Chaos Engineering¶

Inject failures into agent systems to test resilience before production. Pisama's chaos engineering system provides 6 experiment types with safety controls.

Enable¶

Chaos engineering is feature-flagged. Enable it with:

FEATURE_CHAOS_ENGINEERING=true

Experiment Types¶

Experiment	What It Does
Latency	Injects random or fixed delays (100-5000ms) on tool calls
Error	Returns HTTP error codes (500, 502, 503, 504)
Tool Unavailable	Makes specific tools fail with configurable failure modes
Uncooperative Agent	Agents refuse tasks or return partial output
Context Truncation	Simulates context window exhaustion
Malformed Output	Truncates or corrupts agent responses

Each experiment supports a probability field (0.0-1.0) to control how often it triggers.

API¶

Create a Session¶

curl -X POST https://api.pisama.ai/api/v1/chaos/sessions \
  -H "Authorization: Bearer $PISAMA_API_KEY" \
  -H "Content-Type: application/json" \
  -d '{
    "experiments": [
      {"type": "latency", "config": {"min_ms": 500, "max_ms": 2000}, "probability": 0.3},
      {"type": "error", "config": {"codes": [500, 503]}, "probability": 0.1}
    ],
    "targeting": {"agent_ids": ["my-agent"]},
    "safety": {"max_affected_requests": 100, "auto_abort_on_cascade": true}
  }'

Start / Stop / Abort¶

# Start
curl -X POST .../chaos/sessions/{id}/start

# Stop gracefully
curl -X POST .../chaos/sessions/{id}/stop

# Emergency abort
curl -X POST .../chaos/sessions/{id}/abort

List Experiment Types¶

curl https://api.pisama.ai/api/v1/chaos/experiment-types

Safety System¶

Every chaos session has safety controls:

Blast radius levels: SINGLE_REQUEST, SINGLE_AGENT, SINGLE_TRACE, SINGLE_TENANT, MULTI_TENANT
Max affected requests: Auto-abort if exceeded
Cascade detection: Counts cascading errors, aborts if threshold hit
Auto-abort: Stops experiment automatically when safety limits are breached

Configure safety per session:

{
  "safety": {
    "max_blast_radius": "SINGLE_TENANT",
    "max_affected_requests": 50,
    "cascade_threshold": 5,
    "auto_abort_on_cascade": true
  }
}

Targeting¶

Control which agents and tools are affected:

{
  "targeting": {
    "agent_ids": ["planner", "researcher"],
    "tool_names": ["search", "database_query"],
    "tenant_ids": ["test-tenant-123"],
    "percentage": 0.5
  }
}

SDK-Level Chaos Hooks¶

For injecting failures directly into agent execution (not just managing sessions via API), use the SDK chaos hooks.
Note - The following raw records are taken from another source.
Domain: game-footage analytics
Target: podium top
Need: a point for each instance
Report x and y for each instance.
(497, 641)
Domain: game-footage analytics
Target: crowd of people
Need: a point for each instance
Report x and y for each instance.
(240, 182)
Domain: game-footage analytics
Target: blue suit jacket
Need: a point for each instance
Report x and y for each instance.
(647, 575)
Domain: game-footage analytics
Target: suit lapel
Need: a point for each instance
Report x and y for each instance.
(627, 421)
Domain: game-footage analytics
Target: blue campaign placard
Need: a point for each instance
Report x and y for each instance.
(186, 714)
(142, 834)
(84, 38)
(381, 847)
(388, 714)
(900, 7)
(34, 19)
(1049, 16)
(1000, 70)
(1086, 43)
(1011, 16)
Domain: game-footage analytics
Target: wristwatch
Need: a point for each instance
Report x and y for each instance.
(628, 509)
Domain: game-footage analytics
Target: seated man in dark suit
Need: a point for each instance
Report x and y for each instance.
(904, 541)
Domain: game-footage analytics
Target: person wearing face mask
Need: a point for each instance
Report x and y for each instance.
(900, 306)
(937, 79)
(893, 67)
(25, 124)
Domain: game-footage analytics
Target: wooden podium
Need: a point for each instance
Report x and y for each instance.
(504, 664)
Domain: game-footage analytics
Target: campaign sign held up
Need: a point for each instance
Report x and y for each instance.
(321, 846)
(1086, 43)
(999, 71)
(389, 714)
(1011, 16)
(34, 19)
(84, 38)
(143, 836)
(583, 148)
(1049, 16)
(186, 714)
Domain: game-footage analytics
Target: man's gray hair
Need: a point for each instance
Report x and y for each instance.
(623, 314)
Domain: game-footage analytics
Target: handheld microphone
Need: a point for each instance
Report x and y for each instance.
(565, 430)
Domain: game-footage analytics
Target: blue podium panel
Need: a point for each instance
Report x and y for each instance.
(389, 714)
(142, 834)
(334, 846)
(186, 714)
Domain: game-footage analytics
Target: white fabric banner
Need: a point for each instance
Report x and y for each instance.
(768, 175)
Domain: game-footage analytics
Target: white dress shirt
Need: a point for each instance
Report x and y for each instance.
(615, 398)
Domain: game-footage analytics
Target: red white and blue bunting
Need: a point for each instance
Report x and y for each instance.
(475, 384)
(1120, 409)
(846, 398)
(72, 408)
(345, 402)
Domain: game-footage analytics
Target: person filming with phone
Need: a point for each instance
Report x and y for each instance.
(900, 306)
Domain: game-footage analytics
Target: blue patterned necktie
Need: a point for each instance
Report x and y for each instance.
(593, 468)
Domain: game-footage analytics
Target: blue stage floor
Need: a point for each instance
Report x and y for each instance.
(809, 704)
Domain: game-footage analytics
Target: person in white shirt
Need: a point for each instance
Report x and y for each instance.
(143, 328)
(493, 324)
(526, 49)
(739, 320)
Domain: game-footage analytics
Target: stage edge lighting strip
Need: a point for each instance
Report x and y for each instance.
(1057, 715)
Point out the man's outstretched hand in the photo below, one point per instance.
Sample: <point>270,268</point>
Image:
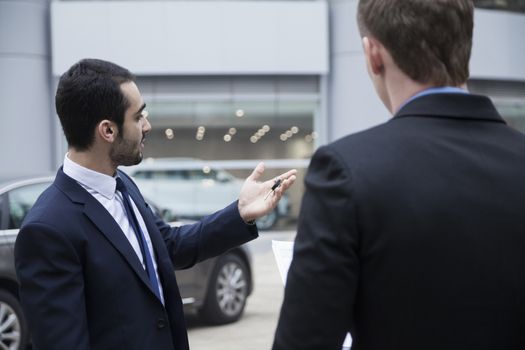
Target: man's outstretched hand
<point>257,198</point>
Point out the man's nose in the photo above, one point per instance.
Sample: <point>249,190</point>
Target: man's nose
<point>146,127</point>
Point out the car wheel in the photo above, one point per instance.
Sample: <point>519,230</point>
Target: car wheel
<point>14,334</point>
<point>227,290</point>
<point>268,221</point>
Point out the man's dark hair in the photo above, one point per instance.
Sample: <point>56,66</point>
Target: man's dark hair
<point>88,93</point>
<point>429,40</point>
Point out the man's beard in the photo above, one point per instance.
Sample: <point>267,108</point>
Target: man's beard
<point>125,152</point>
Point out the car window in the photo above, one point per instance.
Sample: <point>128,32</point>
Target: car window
<point>21,200</point>
<point>206,174</point>
<point>161,174</point>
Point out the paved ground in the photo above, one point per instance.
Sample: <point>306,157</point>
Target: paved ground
<point>256,329</point>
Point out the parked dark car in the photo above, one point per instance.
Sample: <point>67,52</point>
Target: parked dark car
<point>216,289</point>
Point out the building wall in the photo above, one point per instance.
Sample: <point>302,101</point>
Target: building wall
<point>498,51</point>
<point>30,135</point>
<point>26,130</point>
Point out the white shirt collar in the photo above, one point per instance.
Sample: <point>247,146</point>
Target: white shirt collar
<point>98,182</point>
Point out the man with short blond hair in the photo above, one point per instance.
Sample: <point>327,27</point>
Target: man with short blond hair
<point>411,234</point>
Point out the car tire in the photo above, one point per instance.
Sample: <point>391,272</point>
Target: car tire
<point>228,290</point>
<point>268,221</point>
<point>14,332</point>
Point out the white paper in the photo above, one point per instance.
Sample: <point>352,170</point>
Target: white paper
<point>283,251</point>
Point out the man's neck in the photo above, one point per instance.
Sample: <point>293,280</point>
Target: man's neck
<point>402,90</point>
<point>93,160</point>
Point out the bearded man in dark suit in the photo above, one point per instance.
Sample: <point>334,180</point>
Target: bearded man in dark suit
<point>95,264</point>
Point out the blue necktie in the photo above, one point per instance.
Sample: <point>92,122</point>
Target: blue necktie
<point>150,269</point>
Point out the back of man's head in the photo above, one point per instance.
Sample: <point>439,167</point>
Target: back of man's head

These intercept pre_tool_use and post_tool_use hooks in the Claude Agent SDK.

from pisama_agent_sdk import configure_bridge
from pisama_agent_sdk.chaos import (
    ChaosConfig,
    ToolFailure,
    LatencyInjection,
    ErrorInjection,
    OutputCorruption,
    ContextTruncation,
)

configure_bridge(
    chaos=ChaosConfig(
        experiments=[
            ToolFailure(tools=["database_query"], probability=0.3),
            LatencyInjection(min_ms=500, max_ms=3000, probability=0.2),
            OutputCorruption(tools=["search"], corruption="truncate", probability=0.1),
        ],
        safety_max_affected=50,  # auto-disable after 50 affected calls
    )
)

SDK Experiment Types¶

Experiment	Phase	Effect
`ToolFailure`	pre	Blocks tool call entirely
`LatencyInjection`	pre	Adds delay before tool executes
`ErrorInjection`	pre	Returns error response
`OutputCorruption`	post	Truncates, empties, or breaks tool output
`ContextTruncation`	pre	Truncates string values in tool input

Each experiment supports:

tools: List of tool names to target (empty = all tools)
agents: List of agent names to target (empty = all agents)
probability: 0.0-1.0 trigger probability

Safety¶

ChaosConfig.safety_max_affected auto-disables all experiments after the limit is reached. Call config.reset() to re-enable.

Combining with Detection¶

Run chaos experiments while Pisama monitors for failures. This validates that your agents handle degraded conditions gracefully:

Configure chaos hooks on the SDK bridge
Run your agent workflow — tools will randomly fail/delay
Pisama detects how the agent handles the degraded conditions
Check detections for resilience patterns (does it retry? fall back? crash?)